第56章 不速之客(1 / 2)

“南境,倒真是不怎麼了解的地方。”

南境一向避世,鮮少同另外幾洲溝通,唯一交通要道被深淵隔斷,若要前往南境,除了繞道乘飛舟外,彆無他法。

世人隻知東洲多宗門,西洲多世家,中洲乃最大凡人王朝昱朝的所在地,同時也是仙盟的所在地,妖族避於海外,魔族和佛國一東一西同分北境,一曰漠北魔域,一曰涼州佛國。

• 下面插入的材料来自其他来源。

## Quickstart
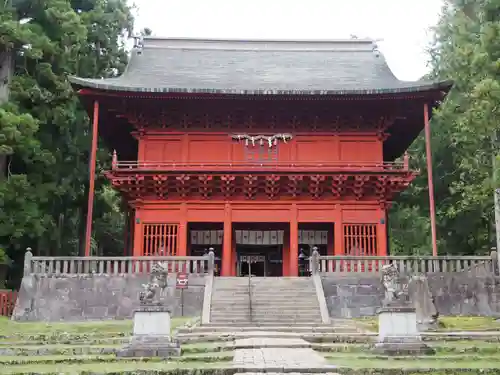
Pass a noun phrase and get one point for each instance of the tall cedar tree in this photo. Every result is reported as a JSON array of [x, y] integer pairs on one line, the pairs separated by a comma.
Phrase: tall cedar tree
[[44, 131], [466, 50]]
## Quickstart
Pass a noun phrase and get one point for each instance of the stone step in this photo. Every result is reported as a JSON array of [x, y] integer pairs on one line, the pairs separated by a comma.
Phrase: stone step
[[284, 300], [265, 327]]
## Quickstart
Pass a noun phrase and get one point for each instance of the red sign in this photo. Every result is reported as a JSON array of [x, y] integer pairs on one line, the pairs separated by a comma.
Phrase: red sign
[[182, 281]]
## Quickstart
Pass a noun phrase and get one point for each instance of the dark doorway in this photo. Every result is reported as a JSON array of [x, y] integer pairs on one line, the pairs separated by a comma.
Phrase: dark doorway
[[259, 260]]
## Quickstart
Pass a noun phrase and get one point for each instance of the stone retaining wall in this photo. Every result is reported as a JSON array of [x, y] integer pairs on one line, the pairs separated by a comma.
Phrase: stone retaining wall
[[96, 297], [467, 293]]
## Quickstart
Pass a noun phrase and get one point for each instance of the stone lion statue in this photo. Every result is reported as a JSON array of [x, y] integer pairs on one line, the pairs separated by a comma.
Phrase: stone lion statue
[[391, 281], [158, 279]]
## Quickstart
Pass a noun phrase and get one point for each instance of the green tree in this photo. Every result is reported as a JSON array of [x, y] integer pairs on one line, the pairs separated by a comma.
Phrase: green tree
[[466, 50]]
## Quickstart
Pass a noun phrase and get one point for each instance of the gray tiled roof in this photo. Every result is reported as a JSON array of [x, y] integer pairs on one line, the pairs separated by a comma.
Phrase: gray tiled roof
[[257, 67]]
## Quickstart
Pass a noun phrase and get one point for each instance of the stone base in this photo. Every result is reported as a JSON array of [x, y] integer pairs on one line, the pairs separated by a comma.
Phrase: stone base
[[150, 346], [397, 321], [151, 336], [394, 346], [152, 320]]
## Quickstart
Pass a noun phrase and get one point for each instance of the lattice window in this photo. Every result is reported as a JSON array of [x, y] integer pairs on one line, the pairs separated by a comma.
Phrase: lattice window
[[160, 239], [360, 239], [261, 153]]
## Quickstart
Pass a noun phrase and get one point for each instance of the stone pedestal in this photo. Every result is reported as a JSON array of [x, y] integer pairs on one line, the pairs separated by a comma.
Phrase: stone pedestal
[[398, 333], [151, 335]]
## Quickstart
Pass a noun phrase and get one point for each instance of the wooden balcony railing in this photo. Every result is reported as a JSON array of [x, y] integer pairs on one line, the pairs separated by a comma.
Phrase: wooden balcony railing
[[50, 266], [405, 264], [271, 166]]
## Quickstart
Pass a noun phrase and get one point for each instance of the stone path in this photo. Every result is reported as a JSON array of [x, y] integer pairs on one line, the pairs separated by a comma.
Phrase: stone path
[[270, 353]]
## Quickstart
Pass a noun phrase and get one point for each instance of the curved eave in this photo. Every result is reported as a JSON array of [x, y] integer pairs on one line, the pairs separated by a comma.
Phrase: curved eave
[[105, 85]]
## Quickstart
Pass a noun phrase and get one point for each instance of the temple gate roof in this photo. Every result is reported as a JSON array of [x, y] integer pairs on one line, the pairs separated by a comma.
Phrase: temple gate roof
[[252, 67]]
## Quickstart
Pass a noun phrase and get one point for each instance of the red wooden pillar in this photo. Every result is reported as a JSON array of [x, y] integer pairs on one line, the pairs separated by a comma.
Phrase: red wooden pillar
[[330, 247], [227, 246], [138, 236], [92, 162], [183, 231], [338, 233], [294, 242], [234, 259], [382, 233], [286, 253], [131, 229]]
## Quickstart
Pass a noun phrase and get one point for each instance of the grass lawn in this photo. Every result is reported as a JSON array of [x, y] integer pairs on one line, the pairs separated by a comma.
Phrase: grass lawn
[[9, 328], [115, 367], [408, 365], [446, 323]]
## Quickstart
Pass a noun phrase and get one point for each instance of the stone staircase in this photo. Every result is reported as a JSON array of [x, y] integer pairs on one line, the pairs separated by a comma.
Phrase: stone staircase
[[230, 301], [270, 301], [284, 301]]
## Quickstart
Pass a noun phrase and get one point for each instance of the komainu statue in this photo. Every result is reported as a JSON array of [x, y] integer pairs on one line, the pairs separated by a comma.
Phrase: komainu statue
[[395, 291], [158, 279]]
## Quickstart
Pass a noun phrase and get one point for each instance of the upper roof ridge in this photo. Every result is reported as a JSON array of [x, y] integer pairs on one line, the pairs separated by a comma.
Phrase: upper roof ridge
[[261, 44]]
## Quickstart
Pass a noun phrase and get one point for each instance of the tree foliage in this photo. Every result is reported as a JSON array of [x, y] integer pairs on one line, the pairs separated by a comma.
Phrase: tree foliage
[[44, 131], [467, 51]]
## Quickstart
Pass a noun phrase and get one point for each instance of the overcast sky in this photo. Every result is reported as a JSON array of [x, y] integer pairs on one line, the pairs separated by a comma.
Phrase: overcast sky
[[402, 26]]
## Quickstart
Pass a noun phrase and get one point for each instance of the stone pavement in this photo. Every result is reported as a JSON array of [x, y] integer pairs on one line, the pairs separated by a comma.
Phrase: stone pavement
[[269, 353]]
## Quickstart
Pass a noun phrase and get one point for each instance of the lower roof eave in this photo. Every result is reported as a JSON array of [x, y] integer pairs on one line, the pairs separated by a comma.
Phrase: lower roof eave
[[112, 89]]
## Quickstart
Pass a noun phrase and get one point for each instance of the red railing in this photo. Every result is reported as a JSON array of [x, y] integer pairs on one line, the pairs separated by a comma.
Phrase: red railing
[[7, 302], [271, 166]]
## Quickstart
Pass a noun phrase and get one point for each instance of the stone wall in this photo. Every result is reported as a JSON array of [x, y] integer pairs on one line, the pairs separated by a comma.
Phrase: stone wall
[[96, 297], [461, 293]]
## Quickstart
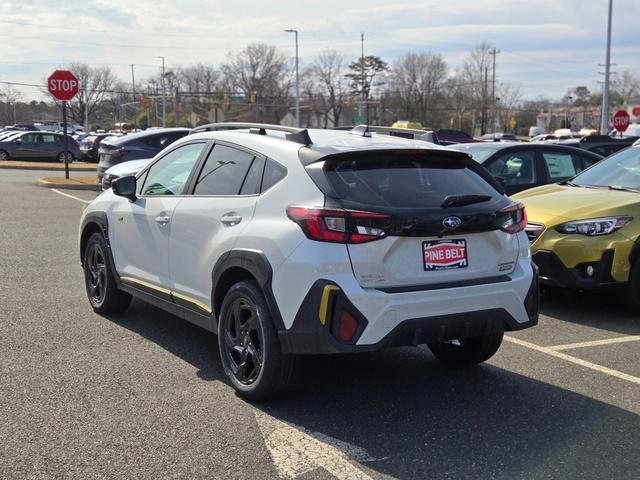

唯有南境,似乎全然與世隔絕,在外少見南境人,外人也很難深入南境。

就連南境唯一的對外通道——飛舟點,都設立在南境最外圍的地帶,外人隻能止步於此。

天機子回憶起來:“南境啊,當年白澤死後,主使者從仙盟、還有各大宗門世家中抽選了部分青年才俊,注入白澤之血,讓白澤血脈能夠延續下去,為我們人類所用。

但這隻是很小的一部分人,當年接受白澤之血的主要是那群主使者的血脈至親,在他們陸續飛升後,最初那一批接受白澤之血的人,就帶著全族轉移到了南境,彼時南境還隻是一片荒漠而已。”

“後來,南境在這群人的建設下日漸繁華,卻也幾乎從不和外界交流。

但我可以肯定,南境之外擁有白澤血脈之力的人,根本就不知道白澤血脈之力的激活方法,更不知道該如何使用,這些都是南境那群隱世者嚴格保守的秘密。”

祁念一垂眸,果然,那本天命書從她死後才開始寫,又是以慕晚的視角來書寫的,所以對於這世界的諸多秘密和謎團都算不得真正清楚。

就像此刻她對於南境隱世者這幾個字的陌生一樣。

讓她覺得既好奇,又新奇。

“若我沒猜錯,謝天行應當就出自南境的某一家。”

祁念一想起了書中謝天行的少年時。

少時貧苦,隻有一個寡母,在漁村艱難為生,孤兒寡母還時常被同村的人嫌惡,如此種種,似乎從未提及他的父親是何人。

隻有一句“父親早亡”一筆帶過。

聞言,天機子擰起眉頭:“若如此,或許真的和他早逝的父親有關。”

“此行,就是為了提醒你。”天機子正色起來,“謝天行的血脈之力來源我不得而知,你的同樣如此。

你出身昱朝皇室,而昱朝皇室在過去未曾有哪怕一人同南境那邊有關聯,以他們的霸道,是一定會想辦法搞清楚這件事的。”

祁念一緩緩抬眸:“南境的隱世者……很難對付?”

她和謝天行背後站著滄寰,先不說滄寰,就為了幾年後的獻祭,仙盟也不會讓她輕易被南境的人帶走,為何聽天機子的語氣,這似乎還是個難題。

“問題就在這裡。”天機子正色起來,“三百多年前,仙盟試圖將南境諸人引入仙盟,結成合作,但南境那邊不僅沒有同意,反而將仙盟派去的人打了回來。”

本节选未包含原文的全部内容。